Decapitado, sostengo mi cabeza con ambas manos. Ella jamás me haría algo así, ¿verdad?
Podría ser una sirena, un hada, una demonia, lo que ella eligiese ser; aún así no imagino sus preciosos dedos estrangulando mi garganta, ni su preciosa piel manchándose con mi sangre.
No la imagino clavándome las uñas en mis ojos, no puedo imaginarla sosteniendo la daga que firmase mi muerte. Mi imaginación es extensa como el mar, aún así soy incapaz de verla haciéndome sangrar.
Ella es buena como los ángeles, su piel es como la luna y sus ojos, como el cielo nublado. Sus gestos son delicados como las líneas de su cuerpo, su expresión es serena como si siempre estuviese en paz consigo misma. El regalo de su sonrisa es precioso. Simplemente, ¿cómo iba a hacerme daño?

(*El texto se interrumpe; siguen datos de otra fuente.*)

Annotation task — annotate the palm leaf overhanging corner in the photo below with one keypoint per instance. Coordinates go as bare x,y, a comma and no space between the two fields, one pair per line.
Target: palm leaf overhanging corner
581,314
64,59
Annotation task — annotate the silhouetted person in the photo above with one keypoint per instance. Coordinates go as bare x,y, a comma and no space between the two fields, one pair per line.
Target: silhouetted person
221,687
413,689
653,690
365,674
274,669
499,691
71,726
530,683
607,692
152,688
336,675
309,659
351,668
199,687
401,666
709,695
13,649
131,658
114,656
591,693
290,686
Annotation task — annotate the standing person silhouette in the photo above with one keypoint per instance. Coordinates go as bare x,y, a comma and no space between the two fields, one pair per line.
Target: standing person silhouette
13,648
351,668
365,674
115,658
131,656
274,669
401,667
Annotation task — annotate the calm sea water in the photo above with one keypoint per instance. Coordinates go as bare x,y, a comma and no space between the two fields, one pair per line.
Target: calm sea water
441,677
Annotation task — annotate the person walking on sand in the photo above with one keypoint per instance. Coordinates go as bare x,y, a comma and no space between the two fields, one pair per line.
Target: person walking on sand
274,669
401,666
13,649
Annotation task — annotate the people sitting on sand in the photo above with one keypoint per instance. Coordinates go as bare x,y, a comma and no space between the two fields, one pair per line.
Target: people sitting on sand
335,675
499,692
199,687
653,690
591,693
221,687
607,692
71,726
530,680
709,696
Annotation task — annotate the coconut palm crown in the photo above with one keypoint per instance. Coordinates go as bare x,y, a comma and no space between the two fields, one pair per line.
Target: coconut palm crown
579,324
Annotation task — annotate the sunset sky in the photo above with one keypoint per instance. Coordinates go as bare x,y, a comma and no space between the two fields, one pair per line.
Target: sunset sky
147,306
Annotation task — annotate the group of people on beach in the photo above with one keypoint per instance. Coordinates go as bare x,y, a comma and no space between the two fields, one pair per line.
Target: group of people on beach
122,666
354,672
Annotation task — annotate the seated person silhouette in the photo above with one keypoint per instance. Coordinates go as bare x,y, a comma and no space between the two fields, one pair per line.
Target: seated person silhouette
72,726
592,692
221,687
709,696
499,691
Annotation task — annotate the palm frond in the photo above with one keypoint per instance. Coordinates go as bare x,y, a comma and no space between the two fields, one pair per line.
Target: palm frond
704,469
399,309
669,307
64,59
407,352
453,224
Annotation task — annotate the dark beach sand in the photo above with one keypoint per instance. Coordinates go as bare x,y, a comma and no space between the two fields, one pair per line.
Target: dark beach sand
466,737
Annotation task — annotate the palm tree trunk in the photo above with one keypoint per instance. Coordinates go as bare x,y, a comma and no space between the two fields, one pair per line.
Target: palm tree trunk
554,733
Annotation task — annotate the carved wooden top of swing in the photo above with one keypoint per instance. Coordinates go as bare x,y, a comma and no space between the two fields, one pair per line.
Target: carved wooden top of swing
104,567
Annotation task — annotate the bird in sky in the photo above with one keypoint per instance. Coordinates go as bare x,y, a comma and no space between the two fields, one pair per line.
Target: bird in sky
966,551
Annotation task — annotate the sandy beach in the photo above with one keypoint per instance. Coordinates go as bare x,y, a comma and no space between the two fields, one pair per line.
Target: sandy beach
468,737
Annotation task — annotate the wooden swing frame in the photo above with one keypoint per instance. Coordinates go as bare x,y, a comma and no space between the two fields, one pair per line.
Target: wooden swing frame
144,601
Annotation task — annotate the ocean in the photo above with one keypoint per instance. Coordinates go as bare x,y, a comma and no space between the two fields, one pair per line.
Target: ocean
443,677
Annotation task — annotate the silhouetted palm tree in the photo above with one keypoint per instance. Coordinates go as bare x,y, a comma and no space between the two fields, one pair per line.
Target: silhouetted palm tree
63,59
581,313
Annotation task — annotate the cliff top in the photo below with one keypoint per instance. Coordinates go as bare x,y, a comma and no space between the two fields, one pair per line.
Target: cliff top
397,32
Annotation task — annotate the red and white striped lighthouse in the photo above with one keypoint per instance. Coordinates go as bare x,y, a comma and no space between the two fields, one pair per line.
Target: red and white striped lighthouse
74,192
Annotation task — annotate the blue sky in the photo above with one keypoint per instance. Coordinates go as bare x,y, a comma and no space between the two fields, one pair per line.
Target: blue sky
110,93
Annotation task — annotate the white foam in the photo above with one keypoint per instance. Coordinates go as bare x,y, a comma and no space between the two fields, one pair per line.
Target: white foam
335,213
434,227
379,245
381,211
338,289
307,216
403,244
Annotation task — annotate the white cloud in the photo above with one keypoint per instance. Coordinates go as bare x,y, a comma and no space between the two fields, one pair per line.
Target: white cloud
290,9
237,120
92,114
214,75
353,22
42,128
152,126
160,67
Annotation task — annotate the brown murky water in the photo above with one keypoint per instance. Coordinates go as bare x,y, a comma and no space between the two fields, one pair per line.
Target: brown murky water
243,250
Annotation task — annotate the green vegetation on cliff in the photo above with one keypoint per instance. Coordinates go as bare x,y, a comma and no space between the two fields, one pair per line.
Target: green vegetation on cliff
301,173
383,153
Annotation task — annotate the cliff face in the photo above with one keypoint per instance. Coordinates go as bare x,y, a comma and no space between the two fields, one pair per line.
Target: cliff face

Pero en lo profundo de su corazón, y corriendo por sus venas, fluye algo que me inquieta. En su boca hay un manantial de veneno y su lengua me infecta cuando pasa sobre la mía. Cuando me besa me intoxica y su mirada se me clava en la memoria.
Me haces delirar, preciosa, los sueños contigo se sienten reales. Tus abrazos son ráfagas de euforia. Deseo servirte de rodillas y besar por donde pisas, quiero ser motivo de tu orgullo.
Entre sus brazos, con la cabeza apoyada en su hombro, me susurra cosas preciosas. Me dará un regalo de precio incalculable, me dará su amor en mis manos, me entregará algo que sólo podría tener yo. Me dará sentencia.
Corta mi cuello y me coloca la cabeza en las manos.
Yo jamás pensé que me harías daño.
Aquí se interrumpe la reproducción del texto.